Lots of people who watched the show’s new spinoff series, Fear the Walking Dead, remarked on its comparatively slower pace to the parent series, but I’d say that’s completely reversed. Yes, Fear has far less blood and guts, but what it does have is what The Walking Dead desperately needs: a goal, other than survive. Fear‘s showrunners gave its leads a goalpost to reach (find their family, get out of town, figure out what’s going on with the military), and constantly moved it back when things went pear-shaped, but at least gave some semblance to an ending – the apocalypse.
That’s essentially the antithesis of what Robert Kirkman always envisioned for the series – no endgame, just living – but as the years go on, the treading on the tires are starting to wear and sometimes it’s hard not to wonder how many times these people will stumble upon a community, witness something awful, walk for a while, and do it all over again. Repetition can breed complacency, and some fans will be just that – completely content with watching these characters struggle in this world. For the rest of us, it’s just breeding boredom.
Still, simultaneously, infuriatingly, I can’t completely denounce the show for being so daringly slugged. It’s managed to take a weird, sometimes impressionistic look at a crowded sub-genre and made a veritable hit out of it all. At the same time, I feel less on board with the show’s aimlessness than I have in the past, and the myriad amounts of character drama occupying the intervening spaces just aren’t explored well enough for me to feel satisfied. Rick is gruff, Carol is guardedly petulant, Daryl rides a motorcycle, and The Walking Dead finally feels like a long-running series that’s begun to listen more to its fans than its source material.

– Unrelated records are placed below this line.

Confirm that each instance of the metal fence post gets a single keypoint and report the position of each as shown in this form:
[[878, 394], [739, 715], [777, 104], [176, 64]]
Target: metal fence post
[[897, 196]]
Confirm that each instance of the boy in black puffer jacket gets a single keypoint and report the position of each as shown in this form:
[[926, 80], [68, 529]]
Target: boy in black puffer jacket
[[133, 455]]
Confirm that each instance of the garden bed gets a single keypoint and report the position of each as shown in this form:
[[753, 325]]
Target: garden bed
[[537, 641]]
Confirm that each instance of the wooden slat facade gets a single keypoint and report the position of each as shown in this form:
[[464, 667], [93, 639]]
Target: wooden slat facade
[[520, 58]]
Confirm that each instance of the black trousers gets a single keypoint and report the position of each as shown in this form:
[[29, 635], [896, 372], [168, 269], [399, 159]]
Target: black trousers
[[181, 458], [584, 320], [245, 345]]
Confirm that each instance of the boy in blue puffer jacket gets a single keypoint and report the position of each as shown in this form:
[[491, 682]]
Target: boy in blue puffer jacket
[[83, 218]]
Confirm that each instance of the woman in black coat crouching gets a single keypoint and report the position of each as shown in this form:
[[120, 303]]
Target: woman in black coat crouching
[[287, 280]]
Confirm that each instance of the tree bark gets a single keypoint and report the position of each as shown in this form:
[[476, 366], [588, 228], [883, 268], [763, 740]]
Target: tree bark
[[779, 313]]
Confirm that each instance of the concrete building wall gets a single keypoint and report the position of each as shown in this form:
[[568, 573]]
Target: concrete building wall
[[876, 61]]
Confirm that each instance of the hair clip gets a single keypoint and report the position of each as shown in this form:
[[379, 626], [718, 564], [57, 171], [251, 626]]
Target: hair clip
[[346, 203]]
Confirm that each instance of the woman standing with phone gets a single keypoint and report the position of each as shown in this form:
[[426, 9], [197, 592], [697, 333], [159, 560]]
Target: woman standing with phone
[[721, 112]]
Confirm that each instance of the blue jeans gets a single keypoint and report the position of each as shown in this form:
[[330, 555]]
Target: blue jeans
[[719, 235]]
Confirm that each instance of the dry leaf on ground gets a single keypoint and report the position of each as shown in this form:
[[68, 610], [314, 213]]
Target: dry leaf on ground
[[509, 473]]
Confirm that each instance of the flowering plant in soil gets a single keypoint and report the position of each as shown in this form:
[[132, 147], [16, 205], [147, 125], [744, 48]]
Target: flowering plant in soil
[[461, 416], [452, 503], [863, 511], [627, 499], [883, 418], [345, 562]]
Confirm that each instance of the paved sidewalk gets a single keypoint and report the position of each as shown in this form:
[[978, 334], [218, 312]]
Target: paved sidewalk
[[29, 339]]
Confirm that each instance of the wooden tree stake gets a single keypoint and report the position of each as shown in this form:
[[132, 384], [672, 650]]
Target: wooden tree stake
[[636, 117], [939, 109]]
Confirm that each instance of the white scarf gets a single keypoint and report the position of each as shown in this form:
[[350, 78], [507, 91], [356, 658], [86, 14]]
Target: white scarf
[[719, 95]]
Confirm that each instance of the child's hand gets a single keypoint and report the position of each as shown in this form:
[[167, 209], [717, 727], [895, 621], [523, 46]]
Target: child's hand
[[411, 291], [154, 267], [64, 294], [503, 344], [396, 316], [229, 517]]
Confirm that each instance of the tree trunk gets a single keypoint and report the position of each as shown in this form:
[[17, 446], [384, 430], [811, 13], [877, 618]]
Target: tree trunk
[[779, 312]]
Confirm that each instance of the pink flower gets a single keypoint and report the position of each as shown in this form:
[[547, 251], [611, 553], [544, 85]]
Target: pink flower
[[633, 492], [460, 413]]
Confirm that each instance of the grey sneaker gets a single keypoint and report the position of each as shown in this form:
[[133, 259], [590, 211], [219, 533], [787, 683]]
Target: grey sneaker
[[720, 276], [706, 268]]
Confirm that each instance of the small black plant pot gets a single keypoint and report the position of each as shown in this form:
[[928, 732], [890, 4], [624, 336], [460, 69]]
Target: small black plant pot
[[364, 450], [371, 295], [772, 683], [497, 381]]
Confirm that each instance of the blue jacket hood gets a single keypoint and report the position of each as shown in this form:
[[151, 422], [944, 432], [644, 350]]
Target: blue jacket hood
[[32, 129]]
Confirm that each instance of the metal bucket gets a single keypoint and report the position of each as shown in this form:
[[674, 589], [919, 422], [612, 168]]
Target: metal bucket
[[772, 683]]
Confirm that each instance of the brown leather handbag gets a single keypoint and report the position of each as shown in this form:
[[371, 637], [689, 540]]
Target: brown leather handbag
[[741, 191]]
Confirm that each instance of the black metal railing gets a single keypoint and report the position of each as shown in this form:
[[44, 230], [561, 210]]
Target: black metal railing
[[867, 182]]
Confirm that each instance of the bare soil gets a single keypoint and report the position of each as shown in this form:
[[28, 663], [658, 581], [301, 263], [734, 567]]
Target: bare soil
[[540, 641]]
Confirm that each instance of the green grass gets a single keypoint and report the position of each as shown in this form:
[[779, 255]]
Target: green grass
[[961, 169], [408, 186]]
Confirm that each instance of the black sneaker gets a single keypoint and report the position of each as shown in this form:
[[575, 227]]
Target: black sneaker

It still reigns supreme in the gore department, with skin and ribcages falling off with gusto in the opening minutes alone, but it’s just not enough to counterbalance the circuitous nature of the show the longer it continues. Some may be okay with that, with a series that just is in this world, with people that are just dealing with random stuff happening to them, and with no overarching thrust pushing them forward. The characters and situations and stories are undoubtedly integral to many out there, to those who could – as the old saying goes – watch Rick and the gang read a phone book and still be entertained. It’s hard for me to distinguish between The Walking Dead‘s fluctuation in quality and my own plummeting care for these characters and this world, but what I do know is that, for the rest of us, sometimes it feels like that saying is taken all too literally by the writers.